Record review of facility policy HIM IV-02 "Release of Information" dated 4/20/22 showed the following information:

PRUPOSE/SCOPE
5.2 To provide guidelines for responding to a request for protected health information (PHI) in accordance with state laws, and with the final privacy and security rules of the Health Insurance Portability and Accountability Act (HIPAA) of 1996.

5.3.1.2 Release of health information/PHI shall be in accordance with all applicable legal, accrediting, regulatory agency and HIPAA requirements, and accordance with PAM policy. Information released to authorized individuals or agencies shall be limited to the minimum necessary required to fulfill the purpose sated on the authorization.
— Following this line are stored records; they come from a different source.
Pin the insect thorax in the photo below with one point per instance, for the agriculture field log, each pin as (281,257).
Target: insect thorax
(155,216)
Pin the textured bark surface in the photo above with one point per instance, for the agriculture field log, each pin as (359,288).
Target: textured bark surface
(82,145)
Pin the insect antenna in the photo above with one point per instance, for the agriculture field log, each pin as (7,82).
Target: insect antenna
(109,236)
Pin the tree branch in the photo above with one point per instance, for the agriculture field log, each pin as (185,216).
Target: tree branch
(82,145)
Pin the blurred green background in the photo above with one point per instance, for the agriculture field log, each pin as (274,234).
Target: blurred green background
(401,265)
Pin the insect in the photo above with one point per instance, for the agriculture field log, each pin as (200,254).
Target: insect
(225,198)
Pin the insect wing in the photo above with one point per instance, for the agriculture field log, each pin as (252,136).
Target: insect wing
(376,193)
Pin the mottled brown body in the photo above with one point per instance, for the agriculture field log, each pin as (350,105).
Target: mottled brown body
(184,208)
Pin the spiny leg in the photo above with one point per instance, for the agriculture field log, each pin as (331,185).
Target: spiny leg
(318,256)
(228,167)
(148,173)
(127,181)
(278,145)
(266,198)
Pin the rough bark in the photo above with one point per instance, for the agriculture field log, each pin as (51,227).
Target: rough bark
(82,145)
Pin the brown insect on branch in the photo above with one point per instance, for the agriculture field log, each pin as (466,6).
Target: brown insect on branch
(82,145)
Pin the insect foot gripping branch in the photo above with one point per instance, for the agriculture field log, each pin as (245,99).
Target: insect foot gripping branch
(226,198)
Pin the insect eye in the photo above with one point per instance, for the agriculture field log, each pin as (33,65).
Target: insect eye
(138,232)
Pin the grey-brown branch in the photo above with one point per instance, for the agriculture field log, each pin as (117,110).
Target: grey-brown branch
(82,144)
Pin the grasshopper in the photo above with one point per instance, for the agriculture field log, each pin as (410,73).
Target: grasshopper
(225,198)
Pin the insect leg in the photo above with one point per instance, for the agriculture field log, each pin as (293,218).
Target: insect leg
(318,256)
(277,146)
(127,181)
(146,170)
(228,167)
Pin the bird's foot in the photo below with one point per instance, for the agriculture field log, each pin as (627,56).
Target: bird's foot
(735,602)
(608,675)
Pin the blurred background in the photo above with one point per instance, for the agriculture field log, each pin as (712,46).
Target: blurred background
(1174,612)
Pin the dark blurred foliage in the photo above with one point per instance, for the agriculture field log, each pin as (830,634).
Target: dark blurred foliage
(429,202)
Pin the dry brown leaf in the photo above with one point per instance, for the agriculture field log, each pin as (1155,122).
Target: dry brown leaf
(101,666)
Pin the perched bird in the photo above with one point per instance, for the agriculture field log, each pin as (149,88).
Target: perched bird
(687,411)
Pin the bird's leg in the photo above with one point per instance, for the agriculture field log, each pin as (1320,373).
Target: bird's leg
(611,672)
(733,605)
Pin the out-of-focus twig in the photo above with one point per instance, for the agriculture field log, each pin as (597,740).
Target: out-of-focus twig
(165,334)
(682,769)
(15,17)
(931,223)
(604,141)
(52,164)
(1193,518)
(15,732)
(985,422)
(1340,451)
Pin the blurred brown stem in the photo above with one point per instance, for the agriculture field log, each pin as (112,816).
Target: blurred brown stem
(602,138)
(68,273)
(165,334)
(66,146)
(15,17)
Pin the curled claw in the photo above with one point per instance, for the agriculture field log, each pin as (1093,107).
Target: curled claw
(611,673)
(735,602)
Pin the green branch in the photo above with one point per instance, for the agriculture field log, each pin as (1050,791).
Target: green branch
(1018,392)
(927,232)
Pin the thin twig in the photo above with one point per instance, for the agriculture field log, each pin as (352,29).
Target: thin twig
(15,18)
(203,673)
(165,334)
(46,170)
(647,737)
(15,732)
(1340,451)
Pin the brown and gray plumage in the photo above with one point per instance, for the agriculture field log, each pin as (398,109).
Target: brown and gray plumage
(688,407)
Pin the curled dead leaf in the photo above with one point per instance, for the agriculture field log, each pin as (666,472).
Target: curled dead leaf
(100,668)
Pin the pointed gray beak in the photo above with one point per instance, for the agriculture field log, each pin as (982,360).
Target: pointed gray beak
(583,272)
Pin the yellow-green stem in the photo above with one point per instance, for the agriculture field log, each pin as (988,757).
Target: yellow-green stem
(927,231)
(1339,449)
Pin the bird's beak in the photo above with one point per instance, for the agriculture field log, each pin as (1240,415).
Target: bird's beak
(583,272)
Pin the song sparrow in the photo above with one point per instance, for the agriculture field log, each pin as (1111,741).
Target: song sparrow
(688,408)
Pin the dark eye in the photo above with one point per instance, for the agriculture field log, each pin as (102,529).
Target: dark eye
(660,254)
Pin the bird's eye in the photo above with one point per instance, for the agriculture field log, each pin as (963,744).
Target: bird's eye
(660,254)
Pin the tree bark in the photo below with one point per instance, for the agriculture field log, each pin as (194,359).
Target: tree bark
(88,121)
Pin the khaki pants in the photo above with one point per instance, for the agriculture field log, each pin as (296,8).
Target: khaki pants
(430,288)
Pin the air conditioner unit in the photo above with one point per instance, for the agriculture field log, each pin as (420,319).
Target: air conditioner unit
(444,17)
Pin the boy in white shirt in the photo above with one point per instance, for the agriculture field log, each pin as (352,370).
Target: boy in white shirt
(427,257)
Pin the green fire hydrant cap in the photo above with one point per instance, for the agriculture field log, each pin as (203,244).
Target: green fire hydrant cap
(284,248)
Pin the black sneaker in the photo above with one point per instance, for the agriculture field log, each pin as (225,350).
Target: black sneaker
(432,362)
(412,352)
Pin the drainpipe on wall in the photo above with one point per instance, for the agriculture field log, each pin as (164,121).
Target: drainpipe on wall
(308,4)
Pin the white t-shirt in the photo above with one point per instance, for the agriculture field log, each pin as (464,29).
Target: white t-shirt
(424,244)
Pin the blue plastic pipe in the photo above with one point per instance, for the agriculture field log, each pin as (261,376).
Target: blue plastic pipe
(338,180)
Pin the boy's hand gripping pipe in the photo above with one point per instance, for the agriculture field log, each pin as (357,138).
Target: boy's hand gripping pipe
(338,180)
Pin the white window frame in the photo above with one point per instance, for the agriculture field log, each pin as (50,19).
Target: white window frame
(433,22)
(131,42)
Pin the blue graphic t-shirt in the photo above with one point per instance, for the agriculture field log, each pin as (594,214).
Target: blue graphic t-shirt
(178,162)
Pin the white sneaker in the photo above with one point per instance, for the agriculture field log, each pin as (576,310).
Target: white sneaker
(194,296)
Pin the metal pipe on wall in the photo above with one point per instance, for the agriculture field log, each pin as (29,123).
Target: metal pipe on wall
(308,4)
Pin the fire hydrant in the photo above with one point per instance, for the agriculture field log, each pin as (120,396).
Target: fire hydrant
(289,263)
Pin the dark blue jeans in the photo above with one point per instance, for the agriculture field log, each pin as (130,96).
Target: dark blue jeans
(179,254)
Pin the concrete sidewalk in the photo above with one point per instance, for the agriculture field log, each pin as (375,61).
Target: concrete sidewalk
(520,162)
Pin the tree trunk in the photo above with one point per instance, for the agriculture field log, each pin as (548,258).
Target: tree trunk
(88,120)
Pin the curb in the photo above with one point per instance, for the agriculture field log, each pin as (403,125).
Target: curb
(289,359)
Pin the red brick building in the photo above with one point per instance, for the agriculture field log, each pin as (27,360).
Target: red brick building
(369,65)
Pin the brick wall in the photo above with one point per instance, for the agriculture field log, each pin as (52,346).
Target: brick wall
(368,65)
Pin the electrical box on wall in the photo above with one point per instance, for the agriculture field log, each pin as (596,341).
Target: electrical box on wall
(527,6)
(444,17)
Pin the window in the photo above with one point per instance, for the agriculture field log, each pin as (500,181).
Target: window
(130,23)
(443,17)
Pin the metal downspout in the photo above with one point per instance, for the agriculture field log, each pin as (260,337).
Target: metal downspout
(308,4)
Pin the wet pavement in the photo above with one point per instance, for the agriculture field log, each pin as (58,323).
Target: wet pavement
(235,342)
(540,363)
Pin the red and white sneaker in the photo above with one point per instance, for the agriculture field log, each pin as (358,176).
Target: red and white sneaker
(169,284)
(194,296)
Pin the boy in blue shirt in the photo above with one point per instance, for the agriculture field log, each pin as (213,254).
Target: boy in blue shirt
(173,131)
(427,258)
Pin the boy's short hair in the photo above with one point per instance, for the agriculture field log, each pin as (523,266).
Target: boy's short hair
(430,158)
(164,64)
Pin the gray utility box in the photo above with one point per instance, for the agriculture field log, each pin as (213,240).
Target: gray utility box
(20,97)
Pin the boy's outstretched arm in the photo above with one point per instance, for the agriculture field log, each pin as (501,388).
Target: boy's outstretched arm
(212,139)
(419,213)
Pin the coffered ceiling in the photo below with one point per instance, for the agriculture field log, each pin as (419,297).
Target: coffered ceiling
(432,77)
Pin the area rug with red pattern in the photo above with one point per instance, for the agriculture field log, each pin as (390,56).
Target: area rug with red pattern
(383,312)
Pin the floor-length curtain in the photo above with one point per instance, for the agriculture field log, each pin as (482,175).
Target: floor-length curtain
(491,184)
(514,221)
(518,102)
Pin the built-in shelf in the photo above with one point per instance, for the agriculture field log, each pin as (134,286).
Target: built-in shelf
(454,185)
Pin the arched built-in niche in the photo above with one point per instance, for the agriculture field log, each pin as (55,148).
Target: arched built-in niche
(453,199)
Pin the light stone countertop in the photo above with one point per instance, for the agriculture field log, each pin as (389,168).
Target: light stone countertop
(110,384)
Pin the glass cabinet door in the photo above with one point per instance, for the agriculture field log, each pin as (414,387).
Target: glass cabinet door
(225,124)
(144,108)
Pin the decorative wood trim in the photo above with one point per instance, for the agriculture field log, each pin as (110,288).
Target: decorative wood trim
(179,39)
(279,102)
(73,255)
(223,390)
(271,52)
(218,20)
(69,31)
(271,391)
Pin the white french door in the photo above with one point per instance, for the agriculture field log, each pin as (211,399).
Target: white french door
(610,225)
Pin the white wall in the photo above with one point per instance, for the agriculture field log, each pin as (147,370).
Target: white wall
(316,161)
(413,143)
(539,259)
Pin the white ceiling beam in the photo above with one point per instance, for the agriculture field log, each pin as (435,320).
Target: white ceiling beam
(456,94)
Record review of Medical Record Request for patient (ID# 1) showed request was for two accounts (both admissions) for the patient. The requestor was sent 1361 pages of medical records. The pages did not include information requested from both hospital admissions. The second admission information was not included.

Record request for patient (ID# 3) showed request from attorney to include requests for medical treatments authorizations to insurance carrier/claims adjuster. The pages sent did not include any information regarding insurance/ claims adjuster documentation.

Interview with Director of Health Information Management (ID# 54) on 8/14/24 at 1030 am confirmed the above findings. She stated that the information is sent via a third party and the information is not checked by the facility. The third-party vendor does a quality check. In the past we did do quality checks but there haven't been any issues that have prompted us to do so. She went on to say that she was not sure if they have access to the financial information in the patient's record.